Summer had barely passed when Bobby Welch launched his two-month-long national bus tour for evangelism. However, he is already preparing for next summer and encouraging others to do the same.
“Summer is coming,” he said, “and I believe everyone should be getting ready to do Vacation Bible School.”
Welch’s bus tour, which began late August and will end by early October, is the kickoff for the Southern Baptist Convention’s (SBC) “The Everyone Can Kingdom Challenge for Evangelism” campaign. The ultimate goal of the campaign is to “Witness, Win and Baptize…ONE MILLION!” by Southern Baptist Churches in one year.

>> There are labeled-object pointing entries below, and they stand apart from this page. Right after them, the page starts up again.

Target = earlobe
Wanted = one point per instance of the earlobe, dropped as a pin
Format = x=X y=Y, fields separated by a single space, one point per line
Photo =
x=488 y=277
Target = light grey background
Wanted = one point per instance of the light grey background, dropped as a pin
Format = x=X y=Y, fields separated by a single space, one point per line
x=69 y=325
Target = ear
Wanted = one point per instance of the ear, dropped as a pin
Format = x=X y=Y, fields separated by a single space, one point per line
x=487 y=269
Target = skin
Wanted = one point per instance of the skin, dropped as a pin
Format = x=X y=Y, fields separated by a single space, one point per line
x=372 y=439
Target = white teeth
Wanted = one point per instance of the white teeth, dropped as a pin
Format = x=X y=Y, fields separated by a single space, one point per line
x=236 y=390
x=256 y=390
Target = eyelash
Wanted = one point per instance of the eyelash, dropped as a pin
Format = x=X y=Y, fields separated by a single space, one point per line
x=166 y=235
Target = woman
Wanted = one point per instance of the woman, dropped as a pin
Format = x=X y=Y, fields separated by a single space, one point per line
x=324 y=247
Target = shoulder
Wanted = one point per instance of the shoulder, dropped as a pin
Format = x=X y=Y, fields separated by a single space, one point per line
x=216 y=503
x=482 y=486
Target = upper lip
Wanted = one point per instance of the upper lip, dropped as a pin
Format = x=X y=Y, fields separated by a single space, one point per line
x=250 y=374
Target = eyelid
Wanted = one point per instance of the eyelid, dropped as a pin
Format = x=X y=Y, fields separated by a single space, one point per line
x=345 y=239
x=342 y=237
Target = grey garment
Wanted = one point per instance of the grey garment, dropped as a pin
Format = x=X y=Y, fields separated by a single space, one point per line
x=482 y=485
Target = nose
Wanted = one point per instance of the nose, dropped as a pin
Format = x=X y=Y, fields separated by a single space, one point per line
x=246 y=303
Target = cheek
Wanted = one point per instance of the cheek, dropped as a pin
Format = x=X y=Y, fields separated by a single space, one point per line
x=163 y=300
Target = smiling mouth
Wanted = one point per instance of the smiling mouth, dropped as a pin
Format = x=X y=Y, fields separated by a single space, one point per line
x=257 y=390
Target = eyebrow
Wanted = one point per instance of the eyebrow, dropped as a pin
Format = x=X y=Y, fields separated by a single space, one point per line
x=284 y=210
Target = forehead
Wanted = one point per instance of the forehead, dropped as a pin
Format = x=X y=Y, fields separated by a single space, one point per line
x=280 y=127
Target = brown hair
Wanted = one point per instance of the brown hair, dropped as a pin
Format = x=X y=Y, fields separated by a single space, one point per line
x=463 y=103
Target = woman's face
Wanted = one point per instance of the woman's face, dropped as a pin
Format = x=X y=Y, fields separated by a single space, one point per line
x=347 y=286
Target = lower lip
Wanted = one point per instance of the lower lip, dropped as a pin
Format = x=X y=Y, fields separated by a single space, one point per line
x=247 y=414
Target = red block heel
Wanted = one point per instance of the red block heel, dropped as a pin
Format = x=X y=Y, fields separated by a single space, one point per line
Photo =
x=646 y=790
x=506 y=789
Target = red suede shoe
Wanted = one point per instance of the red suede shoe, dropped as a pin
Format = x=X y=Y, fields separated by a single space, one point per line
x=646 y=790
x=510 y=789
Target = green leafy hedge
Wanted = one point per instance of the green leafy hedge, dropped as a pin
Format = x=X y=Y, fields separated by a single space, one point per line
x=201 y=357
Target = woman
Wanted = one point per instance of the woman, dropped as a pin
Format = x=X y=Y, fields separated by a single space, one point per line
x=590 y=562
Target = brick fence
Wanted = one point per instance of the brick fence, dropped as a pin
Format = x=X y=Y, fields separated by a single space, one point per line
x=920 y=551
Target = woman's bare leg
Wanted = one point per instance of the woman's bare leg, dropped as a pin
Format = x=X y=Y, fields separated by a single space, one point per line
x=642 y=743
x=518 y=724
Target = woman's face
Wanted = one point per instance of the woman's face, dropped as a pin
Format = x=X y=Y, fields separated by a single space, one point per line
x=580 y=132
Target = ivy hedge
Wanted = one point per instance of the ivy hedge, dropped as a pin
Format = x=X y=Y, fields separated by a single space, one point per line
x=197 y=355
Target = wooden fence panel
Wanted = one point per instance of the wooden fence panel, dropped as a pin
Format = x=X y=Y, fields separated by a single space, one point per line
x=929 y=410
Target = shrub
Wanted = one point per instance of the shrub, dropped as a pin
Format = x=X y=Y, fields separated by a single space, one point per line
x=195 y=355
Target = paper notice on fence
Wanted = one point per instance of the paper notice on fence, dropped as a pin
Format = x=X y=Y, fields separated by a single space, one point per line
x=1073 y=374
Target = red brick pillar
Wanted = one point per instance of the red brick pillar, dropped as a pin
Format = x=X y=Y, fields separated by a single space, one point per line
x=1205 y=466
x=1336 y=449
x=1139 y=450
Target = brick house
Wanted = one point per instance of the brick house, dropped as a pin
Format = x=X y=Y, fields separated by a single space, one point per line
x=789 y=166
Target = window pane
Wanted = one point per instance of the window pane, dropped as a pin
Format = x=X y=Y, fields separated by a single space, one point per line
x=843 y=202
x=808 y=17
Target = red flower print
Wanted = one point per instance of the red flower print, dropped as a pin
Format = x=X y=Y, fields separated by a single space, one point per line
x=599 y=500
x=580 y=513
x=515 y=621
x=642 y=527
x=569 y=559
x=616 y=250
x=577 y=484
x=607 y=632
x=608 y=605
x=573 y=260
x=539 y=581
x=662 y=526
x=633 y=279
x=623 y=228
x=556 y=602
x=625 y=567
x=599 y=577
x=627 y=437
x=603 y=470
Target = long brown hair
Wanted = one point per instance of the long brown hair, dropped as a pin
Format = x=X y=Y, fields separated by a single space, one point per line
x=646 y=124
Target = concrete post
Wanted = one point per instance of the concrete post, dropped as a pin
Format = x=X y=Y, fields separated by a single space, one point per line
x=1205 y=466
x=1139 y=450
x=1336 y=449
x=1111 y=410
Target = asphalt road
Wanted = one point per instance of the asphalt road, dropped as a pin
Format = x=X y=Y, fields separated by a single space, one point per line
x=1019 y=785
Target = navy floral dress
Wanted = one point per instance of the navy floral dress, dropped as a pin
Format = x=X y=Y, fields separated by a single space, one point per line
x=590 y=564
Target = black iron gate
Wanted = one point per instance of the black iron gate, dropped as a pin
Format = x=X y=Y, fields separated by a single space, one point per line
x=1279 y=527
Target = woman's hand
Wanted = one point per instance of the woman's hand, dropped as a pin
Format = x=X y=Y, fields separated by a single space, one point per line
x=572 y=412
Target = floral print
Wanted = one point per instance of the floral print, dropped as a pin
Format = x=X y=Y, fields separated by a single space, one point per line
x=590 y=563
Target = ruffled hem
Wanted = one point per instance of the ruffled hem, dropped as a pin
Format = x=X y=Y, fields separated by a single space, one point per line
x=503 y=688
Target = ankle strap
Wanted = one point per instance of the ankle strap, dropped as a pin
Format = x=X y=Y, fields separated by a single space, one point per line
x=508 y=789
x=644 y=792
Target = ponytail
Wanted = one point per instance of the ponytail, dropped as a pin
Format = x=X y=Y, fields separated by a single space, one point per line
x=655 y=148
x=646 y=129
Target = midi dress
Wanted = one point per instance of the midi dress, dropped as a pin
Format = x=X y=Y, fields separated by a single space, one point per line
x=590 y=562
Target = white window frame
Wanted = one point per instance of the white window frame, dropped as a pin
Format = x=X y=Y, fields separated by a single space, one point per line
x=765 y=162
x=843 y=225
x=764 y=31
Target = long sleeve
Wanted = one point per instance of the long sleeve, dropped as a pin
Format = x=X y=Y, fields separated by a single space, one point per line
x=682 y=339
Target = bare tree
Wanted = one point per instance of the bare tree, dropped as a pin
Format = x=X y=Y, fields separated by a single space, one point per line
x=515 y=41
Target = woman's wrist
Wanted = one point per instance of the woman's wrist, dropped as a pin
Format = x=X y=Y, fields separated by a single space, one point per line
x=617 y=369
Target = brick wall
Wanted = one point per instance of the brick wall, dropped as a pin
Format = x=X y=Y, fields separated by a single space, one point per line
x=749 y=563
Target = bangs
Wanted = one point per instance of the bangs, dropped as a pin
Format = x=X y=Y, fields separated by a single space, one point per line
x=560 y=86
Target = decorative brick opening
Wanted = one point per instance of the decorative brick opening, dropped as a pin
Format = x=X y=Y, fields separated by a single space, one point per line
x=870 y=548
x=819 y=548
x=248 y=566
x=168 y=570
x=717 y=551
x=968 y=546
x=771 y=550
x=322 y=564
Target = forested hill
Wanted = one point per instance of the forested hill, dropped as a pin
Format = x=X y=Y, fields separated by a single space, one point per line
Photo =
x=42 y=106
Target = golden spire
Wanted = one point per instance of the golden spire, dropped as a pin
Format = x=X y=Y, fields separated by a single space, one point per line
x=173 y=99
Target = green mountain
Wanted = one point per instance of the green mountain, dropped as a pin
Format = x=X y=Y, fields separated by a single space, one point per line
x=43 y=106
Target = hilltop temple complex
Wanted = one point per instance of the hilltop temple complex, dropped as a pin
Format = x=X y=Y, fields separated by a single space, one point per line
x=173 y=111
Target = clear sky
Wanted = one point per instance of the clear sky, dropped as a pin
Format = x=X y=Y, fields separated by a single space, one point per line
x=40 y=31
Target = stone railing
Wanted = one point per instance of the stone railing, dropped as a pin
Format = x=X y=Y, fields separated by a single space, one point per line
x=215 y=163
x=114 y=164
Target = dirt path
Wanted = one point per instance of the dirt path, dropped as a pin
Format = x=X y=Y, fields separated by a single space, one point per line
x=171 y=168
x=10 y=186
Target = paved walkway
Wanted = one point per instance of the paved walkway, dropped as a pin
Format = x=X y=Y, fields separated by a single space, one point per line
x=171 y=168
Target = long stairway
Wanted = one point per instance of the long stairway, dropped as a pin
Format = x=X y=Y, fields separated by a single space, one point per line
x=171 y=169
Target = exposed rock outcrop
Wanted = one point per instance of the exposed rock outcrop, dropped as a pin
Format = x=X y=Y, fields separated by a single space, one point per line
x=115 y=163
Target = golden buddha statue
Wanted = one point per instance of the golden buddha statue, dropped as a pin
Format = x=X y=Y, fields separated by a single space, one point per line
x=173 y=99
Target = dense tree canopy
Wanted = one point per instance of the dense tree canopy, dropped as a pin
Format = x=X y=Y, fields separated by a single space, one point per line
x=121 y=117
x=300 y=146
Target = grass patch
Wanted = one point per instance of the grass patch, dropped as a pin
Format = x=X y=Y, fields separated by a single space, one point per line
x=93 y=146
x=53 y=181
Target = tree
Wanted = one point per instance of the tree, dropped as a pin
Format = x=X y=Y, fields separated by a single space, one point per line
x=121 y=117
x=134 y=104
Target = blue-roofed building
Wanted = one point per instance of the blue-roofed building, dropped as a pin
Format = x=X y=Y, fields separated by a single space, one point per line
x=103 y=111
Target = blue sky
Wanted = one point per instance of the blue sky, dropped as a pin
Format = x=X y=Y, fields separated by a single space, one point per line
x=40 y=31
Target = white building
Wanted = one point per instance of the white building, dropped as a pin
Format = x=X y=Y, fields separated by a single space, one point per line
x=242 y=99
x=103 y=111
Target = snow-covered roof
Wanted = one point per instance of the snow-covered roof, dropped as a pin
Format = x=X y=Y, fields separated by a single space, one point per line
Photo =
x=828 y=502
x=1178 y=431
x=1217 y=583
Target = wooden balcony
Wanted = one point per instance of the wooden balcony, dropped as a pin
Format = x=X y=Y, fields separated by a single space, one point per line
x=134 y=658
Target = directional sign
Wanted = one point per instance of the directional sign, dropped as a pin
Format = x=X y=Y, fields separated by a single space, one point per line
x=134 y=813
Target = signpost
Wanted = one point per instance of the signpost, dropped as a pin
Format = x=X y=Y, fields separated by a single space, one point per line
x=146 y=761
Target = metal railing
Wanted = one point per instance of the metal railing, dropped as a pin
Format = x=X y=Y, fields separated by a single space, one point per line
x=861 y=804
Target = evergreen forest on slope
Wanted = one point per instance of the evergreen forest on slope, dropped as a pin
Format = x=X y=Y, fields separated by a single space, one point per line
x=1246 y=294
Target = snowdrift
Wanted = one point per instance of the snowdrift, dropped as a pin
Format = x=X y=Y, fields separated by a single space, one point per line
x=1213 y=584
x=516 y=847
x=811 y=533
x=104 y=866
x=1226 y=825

Speaking at a local church in Brunswick, Maine, Welch explained his understanding of the two important, successful means for sharing the Gospel and increasing baptisms: Vacation Bible School (VBS) and the FAITH/Sunday School Evangelism Strategy.
“In the SBC, we have a unity of purpose in evangelism,” Welch said. “VBS and FAITH are proven success stories in bringing people to Christ.”
VBS is a child-evangelism campaign that promotes the involvement of children in church through colorfully themed events that is held for several days. The VBS, along with the FAITH strategy, is produced and created by the SBC’s Lifeway Christian Bookstores.
According to Welch, he sat down with LifeWay’s VBS team at LifeWay and made a bargain.
“I said to them, ‘If, in the next two years, you will give us the two best Vacation Bible Schools, give us a component of evangelism and help us reach children and their parents in a way that will lead to baptisms, then I promise that I will never stand up as SBC president and talk about evangelism without mentioning Vacation Bible School.’ They told me, ‘You’ve got a deal,’” said Welch.
“I think VBS is the most dynamic and effective way to touch families,” Welch continued. “We do not have a better way to reach children, their parents and their families.”
According to statistics released by the SBC, some 472,707 people have come to a saving knowledge of Christ through VBS in the past five years, making VBS the foremost outreach tool for SBC churches.
The other outreach tool mentioned by Welch is the FAITH/Sunday School Evangelism Strategy, which takes the entire congregation on a “fishing spree” for more members. In FAITH, which Welch helped co-create, congregants ask neighbors if they would like to come out to a service, have a meal and have fellowship with the church. According to SBC statistics, the FAITH strategy “has seen 184 churches active” and has “baptized 2,575 people who found salvation in Jesus Christ” in the last year alone.
“You cast that net out, and you will gather people in,” he said of the strategy. “It will work if you don’t care who gets saved and brought into your church. But if you are only interested in bringing in people who look a particular way, drive a particular kind of car and live in a particular kind of house, it may not be for you.”
A break in the tour is scheduled for Sept. 16, when Welch will visit the SBC’s North American Mission Board (NAMB) headquarters in Georgia. The tour will resume on Sept. 23, and conclude Oct. 7 in Hawaii.